Автобус до Дрогобыча по расписанию нужно было ждать почти час, и я решила зайти в церковь, купола которой виднелись невдалеке от больницы между деревьями. Покосившийся забор с ободранными кирпичными столбиками, вот и калитка со стороны алтаря. Только я собралась повернуть к колокольне, чтобы найти вход в храм, как вдруг откуда-то вынырнул молодой пономарь в рабочем халате:
– Тебе, жинка, в церковь? Ну пойдем, – и, открыв дверь, вежливо пропустил меня вперед, и я уже почти перешагнула порог, как увидела Престол.
– Так это же алтарь!
– Та ничего, мы все тут ходим, так ближе. Батюшка благословляет.
– Ну, передай привет своему батюшке, а я, пожалуй, пойду подожду автобус.
– Да у нас все, даже уборщицы, тут ходят, – пробормотал пономарь, – там сейчас вход закрыт. Ну ладно. Пойдем. Открою тебе, раз такое дело. Из Москвы, говоришь…
Мы обогнули церковь, и он открыл ключом центральный вход. Все помещение храма было устлано коврами, где-то впереди, перед невысоким голубым с позолотой иконостасом, на аналое лежали две иконы, и больше я не увидела икон. Кроме одной, которая во множестве украшала белые стены. Это был так нелюбимый мною живописный образ Спасителя в терновом венце: обрамленный аккуратными локонами лик, вполоборота, на неестественно широкой шее. Он мне всегда казался каким-то католическим. Так вот, этих одинаковых картонных икон было штук десять, и они висели на стенах с двух сторон, симметрично, глядя друг на друга. Сказать было нечего, мы распрощались с пономарем, и через час я уже вышла из автобуса в Дрогобыче.
Дорога до Грушева специально для встречи паломников была залита свежим гудроном, подошвы прилипали, ноги расползались, но я все-таки не упала, дошла. Нашла своих знакомых на сеновале, и ночью меня повели в сад. Там уже по всем углам народ распевал молитвы, и все смотрели в одну сторону – на стене старой, красного кирпича, часовни действительно появилось черно-белое изображение иконы Успения Пресвятой Богородицы, как бы составленное из теней листвы. Рядом, по балкону, время от времени перемещалась какая-то женская тень, и тогда при виде ее все ещё громче пели молитву «Богородице Дево, радуйся», как-то странно, не по-нашему, разделяя молитву пополам и какие-то еще слова вставляя посередине. Все это никакого впечатления на меня не произвело – кроме тревоги и нелепости моего там присутствия. Да здесь же одни униаты! И зачем мне эти тени, это им – тени, а нам, православным, дана полнота. И тут появились спортивного вида люди в штатском и всех отвели в стоящий неподалеку автобус. Я оказалась в последних рядах. Около кабины водителя был как бы президиум, где восседали три гражданина-начальника, и старший из них общедоступно объяснил, что все православные люди сейчас в Почаеве, потому что праздник Успения, а вы зачем здесь? Приготовьте документы, и по очереди будем разбираться.

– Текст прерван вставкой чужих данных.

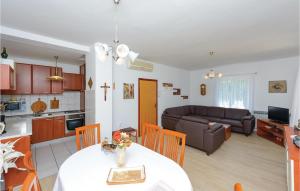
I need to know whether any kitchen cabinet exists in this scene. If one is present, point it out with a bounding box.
[32,65,51,94]
[31,116,65,143]
[1,63,32,95]
[51,67,64,94]
[31,118,53,143]
[0,64,15,90]
[53,116,65,139]
[64,73,83,91]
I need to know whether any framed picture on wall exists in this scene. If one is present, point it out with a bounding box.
[269,80,287,93]
[123,83,134,99]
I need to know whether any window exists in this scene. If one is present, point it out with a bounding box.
[216,76,253,111]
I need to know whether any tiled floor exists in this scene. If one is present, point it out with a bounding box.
[31,139,76,179]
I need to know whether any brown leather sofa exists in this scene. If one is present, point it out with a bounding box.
[162,105,255,155]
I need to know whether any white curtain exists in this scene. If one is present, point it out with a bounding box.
[216,76,254,111]
[290,64,300,126]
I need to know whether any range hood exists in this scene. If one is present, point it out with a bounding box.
[48,56,64,81]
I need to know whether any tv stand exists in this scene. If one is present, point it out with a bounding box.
[257,119,286,146]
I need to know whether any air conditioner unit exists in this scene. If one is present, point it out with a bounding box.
[128,59,153,72]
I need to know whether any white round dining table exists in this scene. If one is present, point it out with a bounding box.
[53,143,193,191]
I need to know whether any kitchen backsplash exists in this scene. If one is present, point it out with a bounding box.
[1,92,80,116]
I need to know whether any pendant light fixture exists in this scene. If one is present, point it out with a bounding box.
[48,56,64,81]
[95,0,139,65]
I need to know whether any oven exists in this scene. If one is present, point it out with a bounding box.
[65,113,85,133]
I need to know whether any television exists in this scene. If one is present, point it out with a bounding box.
[268,106,290,124]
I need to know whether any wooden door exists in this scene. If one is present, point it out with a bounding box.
[51,67,64,94]
[32,65,51,94]
[53,116,65,139]
[139,79,157,134]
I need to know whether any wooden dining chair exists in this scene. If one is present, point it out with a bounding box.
[21,172,40,191]
[76,123,100,151]
[142,123,161,151]
[159,129,186,167]
[23,151,42,191]
[234,183,243,191]
[23,151,35,171]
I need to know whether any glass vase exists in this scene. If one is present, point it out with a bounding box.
[117,148,126,167]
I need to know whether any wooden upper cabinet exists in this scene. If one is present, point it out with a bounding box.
[0,64,15,90]
[14,63,32,94]
[51,67,64,94]
[64,73,83,91]
[32,65,51,94]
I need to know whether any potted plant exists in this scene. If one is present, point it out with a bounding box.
[0,139,25,190]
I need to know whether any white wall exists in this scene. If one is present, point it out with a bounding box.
[113,61,190,130]
[85,44,113,140]
[190,57,299,111]
[290,63,300,126]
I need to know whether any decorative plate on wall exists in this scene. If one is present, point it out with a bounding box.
[269,80,287,93]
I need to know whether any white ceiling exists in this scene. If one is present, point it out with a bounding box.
[1,0,299,69]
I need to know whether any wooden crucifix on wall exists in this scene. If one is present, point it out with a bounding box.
[100,82,110,101]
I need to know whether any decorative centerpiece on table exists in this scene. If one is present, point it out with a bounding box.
[0,139,25,190]
[113,131,132,167]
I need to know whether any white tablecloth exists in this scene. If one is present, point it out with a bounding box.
[53,144,193,191]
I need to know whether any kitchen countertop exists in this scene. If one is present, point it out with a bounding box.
[0,117,32,140]
[6,111,85,119]
[0,111,85,140]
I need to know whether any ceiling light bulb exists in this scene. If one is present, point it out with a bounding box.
[95,43,108,61]
[116,44,129,58]
[129,51,139,62]
[116,58,125,65]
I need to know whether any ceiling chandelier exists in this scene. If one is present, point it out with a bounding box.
[204,70,223,79]
[204,51,223,79]
[95,0,139,65]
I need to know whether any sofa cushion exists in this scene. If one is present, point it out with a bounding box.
[165,106,190,116]
[201,116,221,122]
[194,106,207,116]
[225,108,250,120]
[207,107,225,118]
[182,115,209,124]
[220,119,243,127]
[163,114,182,119]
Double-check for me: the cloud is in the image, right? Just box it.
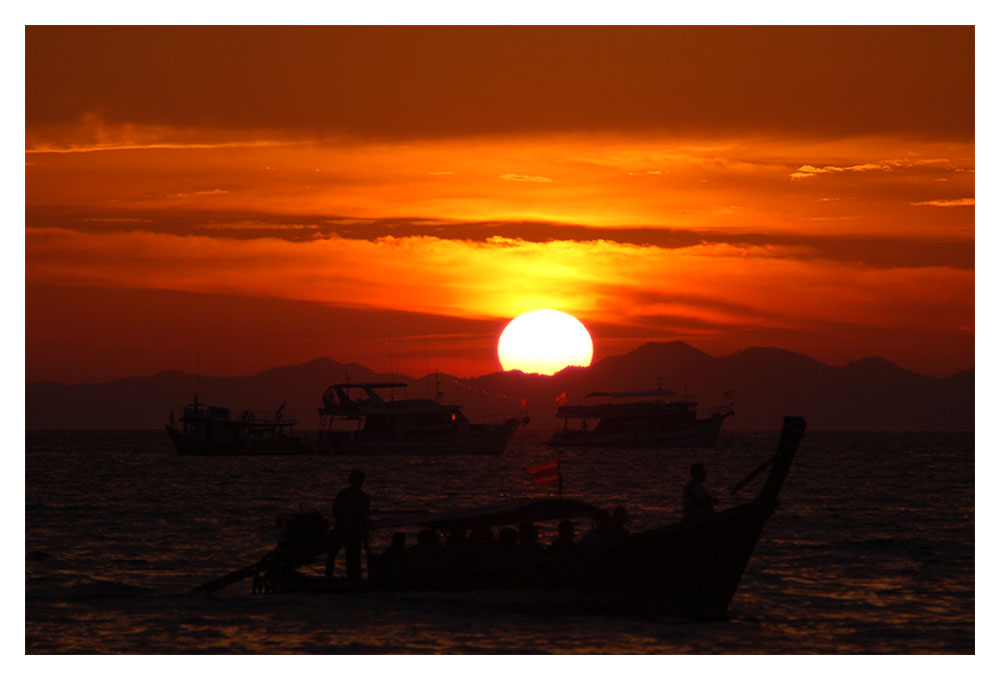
[26,228,975,346]
[790,163,892,179]
[500,173,552,184]
[167,189,229,198]
[910,198,976,208]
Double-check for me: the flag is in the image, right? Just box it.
[528,460,559,486]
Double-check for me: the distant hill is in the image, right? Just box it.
[25,342,975,431]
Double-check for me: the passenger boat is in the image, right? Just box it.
[195,417,805,619]
[549,388,734,448]
[317,383,519,455]
[166,394,314,456]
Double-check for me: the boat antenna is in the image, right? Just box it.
[681,341,687,401]
[386,333,396,401]
[194,342,201,408]
[424,335,437,398]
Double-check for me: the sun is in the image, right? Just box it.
[497,309,594,375]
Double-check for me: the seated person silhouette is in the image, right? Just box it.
[611,505,629,541]
[580,510,612,547]
[684,463,718,522]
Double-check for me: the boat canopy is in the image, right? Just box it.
[332,383,409,390]
[587,387,677,398]
[371,498,599,529]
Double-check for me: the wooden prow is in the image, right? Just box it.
[757,416,806,505]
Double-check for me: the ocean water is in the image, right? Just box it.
[25,431,975,654]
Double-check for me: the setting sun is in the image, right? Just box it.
[497,309,594,375]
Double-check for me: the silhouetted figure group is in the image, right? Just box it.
[326,470,370,581]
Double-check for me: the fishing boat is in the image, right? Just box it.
[317,382,519,455]
[166,394,314,456]
[549,387,735,448]
[195,417,805,619]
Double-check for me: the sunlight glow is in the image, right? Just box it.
[497,309,594,375]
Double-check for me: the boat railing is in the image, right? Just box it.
[240,409,295,425]
[698,401,736,418]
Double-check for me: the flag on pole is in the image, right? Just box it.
[528,460,561,486]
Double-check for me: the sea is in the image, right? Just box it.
[24,430,976,655]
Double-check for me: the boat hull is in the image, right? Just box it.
[259,501,773,619]
[549,414,729,448]
[317,423,517,456]
[165,425,316,456]
[166,425,516,456]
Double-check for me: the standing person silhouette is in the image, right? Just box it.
[326,470,370,581]
[684,463,718,521]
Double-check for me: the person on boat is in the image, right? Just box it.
[378,531,408,579]
[326,470,371,581]
[611,505,629,541]
[684,463,719,521]
[517,520,542,555]
[549,519,576,553]
[580,510,613,546]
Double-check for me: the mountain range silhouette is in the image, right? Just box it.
[25,342,975,431]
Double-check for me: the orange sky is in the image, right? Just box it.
[25,27,975,382]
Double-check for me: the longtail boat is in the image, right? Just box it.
[196,417,805,619]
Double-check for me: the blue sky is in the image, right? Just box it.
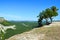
[0,0,60,21]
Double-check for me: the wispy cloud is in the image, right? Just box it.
[0,13,22,20]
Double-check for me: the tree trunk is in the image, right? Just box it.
[50,17,52,23]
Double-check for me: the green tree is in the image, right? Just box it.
[38,6,58,25]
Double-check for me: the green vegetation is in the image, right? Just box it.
[38,6,58,26]
[5,21,38,39]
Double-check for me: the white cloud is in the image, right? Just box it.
[0,13,22,20]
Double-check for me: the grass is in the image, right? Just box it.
[5,21,37,39]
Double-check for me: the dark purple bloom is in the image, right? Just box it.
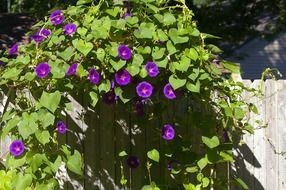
[9,140,25,157]
[135,101,144,116]
[168,160,181,171]
[127,156,140,168]
[64,24,76,35]
[88,67,100,85]
[136,81,153,98]
[115,69,131,86]
[31,34,46,44]
[38,28,51,37]
[57,121,67,135]
[145,61,159,77]
[122,12,132,19]
[118,45,132,61]
[162,124,175,141]
[0,61,5,67]
[50,10,65,25]
[31,29,51,43]
[35,62,51,78]
[163,83,176,99]
[8,43,19,55]
[223,130,230,143]
[66,63,78,76]
[102,90,117,105]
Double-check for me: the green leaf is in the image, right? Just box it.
[126,65,140,76]
[12,173,32,190]
[1,116,21,138]
[2,67,22,80]
[72,39,93,56]
[169,28,189,45]
[18,112,38,139]
[98,80,111,92]
[202,177,210,188]
[67,150,83,175]
[169,75,187,90]
[110,59,126,71]
[39,91,61,113]
[38,109,55,129]
[132,54,144,67]
[167,40,177,55]
[35,130,50,145]
[152,47,166,60]
[187,80,201,93]
[96,48,105,62]
[202,136,220,149]
[89,91,98,107]
[186,166,199,173]
[59,47,74,61]
[141,185,153,190]
[76,0,94,5]
[163,13,177,26]
[147,149,160,162]
[183,183,195,190]
[76,27,87,36]
[187,48,199,61]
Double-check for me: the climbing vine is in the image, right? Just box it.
[0,0,257,190]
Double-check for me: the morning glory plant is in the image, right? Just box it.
[0,0,258,190]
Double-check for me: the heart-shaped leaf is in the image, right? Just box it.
[169,75,187,90]
[72,39,93,56]
[202,136,219,149]
[147,149,160,162]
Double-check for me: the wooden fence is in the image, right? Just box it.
[0,80,286,190]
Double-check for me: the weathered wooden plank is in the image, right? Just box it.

Все правильно – наши в Почаеве. А я здесь зачем? Это называется – «камни возопиют». Ну вот и все – отца уволят, он этого не переживет, и как я буду жить дальше, с какой совестью… Если бы еще за Православие пострадала, а то вкупе с униатами. Но до меня дело не дошло – выловили кого-то важного, а всех остальных выгнали из автобуса и отправили по домам.

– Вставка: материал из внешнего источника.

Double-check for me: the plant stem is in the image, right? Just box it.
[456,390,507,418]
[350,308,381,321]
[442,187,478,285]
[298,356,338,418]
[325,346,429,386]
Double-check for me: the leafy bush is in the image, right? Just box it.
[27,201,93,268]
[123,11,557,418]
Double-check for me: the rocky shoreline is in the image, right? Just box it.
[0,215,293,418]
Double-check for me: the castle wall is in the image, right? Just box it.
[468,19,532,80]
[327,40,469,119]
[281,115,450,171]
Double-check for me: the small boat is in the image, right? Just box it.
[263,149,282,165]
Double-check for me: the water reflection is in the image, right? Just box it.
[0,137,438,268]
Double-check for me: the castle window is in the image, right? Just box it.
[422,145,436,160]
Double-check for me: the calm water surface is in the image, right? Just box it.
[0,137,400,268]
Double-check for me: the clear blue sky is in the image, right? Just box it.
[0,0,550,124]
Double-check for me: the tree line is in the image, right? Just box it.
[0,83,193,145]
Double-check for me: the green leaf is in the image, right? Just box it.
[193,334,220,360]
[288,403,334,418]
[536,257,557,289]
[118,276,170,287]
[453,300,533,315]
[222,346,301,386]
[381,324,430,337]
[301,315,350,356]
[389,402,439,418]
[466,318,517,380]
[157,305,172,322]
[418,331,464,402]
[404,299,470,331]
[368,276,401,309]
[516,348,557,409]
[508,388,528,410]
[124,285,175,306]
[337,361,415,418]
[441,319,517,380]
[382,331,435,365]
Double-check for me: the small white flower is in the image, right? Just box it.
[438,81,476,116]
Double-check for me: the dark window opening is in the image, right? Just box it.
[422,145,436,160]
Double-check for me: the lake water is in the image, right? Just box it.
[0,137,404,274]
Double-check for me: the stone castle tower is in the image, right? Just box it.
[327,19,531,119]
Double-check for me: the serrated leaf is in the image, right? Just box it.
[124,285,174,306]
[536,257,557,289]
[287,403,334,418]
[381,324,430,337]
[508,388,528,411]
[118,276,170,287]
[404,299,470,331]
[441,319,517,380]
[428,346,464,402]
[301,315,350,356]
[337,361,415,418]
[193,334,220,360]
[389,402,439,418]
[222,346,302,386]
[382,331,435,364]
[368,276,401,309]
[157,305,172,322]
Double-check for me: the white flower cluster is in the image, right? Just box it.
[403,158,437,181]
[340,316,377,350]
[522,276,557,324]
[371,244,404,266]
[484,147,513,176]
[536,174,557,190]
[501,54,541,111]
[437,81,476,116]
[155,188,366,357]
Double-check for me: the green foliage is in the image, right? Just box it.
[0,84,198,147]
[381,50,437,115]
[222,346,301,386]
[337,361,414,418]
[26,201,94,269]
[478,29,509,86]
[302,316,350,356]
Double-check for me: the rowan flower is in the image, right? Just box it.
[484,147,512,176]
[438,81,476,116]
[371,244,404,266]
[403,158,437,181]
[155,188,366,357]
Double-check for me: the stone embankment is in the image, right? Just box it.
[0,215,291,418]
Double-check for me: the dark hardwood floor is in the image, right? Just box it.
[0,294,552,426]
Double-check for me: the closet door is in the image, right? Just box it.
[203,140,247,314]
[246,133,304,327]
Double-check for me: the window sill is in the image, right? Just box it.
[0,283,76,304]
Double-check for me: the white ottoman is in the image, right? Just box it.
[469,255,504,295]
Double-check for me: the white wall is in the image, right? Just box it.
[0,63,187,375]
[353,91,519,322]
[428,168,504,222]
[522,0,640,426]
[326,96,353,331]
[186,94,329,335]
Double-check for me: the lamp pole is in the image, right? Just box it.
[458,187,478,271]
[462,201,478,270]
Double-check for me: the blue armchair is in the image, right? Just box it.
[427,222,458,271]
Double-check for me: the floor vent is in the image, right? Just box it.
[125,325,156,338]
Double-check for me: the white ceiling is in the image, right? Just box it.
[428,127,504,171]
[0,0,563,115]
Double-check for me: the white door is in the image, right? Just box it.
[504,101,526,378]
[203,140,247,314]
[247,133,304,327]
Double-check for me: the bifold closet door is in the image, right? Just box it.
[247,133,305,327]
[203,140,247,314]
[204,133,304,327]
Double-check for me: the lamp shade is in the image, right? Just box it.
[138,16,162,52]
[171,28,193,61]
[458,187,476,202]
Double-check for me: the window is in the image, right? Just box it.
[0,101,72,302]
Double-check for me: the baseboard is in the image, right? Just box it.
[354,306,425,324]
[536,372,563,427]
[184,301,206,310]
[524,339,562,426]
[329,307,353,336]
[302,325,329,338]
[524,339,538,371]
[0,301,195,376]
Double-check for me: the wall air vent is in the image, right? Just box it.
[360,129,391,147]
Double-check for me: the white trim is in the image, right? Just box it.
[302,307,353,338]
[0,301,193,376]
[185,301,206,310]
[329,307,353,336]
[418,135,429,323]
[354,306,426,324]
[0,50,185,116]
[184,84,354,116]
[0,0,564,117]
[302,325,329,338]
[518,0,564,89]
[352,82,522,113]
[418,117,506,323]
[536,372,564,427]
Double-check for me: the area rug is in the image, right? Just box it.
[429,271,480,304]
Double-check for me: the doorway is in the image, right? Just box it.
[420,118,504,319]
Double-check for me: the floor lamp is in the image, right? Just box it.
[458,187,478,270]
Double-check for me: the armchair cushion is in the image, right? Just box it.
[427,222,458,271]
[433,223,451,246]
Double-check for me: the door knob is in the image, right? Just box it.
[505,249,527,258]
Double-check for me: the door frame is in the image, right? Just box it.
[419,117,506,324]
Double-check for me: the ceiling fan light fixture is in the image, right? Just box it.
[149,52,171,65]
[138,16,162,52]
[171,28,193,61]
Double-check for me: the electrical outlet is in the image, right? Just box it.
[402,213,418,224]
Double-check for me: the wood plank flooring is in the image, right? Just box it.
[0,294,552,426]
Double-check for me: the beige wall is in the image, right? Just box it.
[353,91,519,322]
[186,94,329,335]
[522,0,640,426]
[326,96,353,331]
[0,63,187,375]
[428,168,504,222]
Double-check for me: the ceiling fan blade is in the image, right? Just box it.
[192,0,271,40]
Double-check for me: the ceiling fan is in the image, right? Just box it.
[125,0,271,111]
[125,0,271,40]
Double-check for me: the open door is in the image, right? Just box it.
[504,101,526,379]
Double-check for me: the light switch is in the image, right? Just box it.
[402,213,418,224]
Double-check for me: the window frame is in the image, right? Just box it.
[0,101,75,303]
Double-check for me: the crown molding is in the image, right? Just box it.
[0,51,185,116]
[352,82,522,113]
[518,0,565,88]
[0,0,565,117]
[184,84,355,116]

Мои попутчики куда-то делись, я добралась до автобусной станции. В буфете за соседним столиком двое в штатском все время поглядывали на меня. Понятно. Хвост. Они сели вместе со мной в автобус. И во Львове тоже крутились все время рядом, неотступно. Мне уже не надо было никаких львовских красот. В кассе сказали, что на прямой поезд до Москвы билетов нет, только до Киева. В вагоне до Киева эти двое снова были рядом – надо как-то отрываться. В Киеве они спокойно ушли пить чай, потому что московский поезд должен был отправиться часа через два. Только ребята были местные, а я-то москвичка.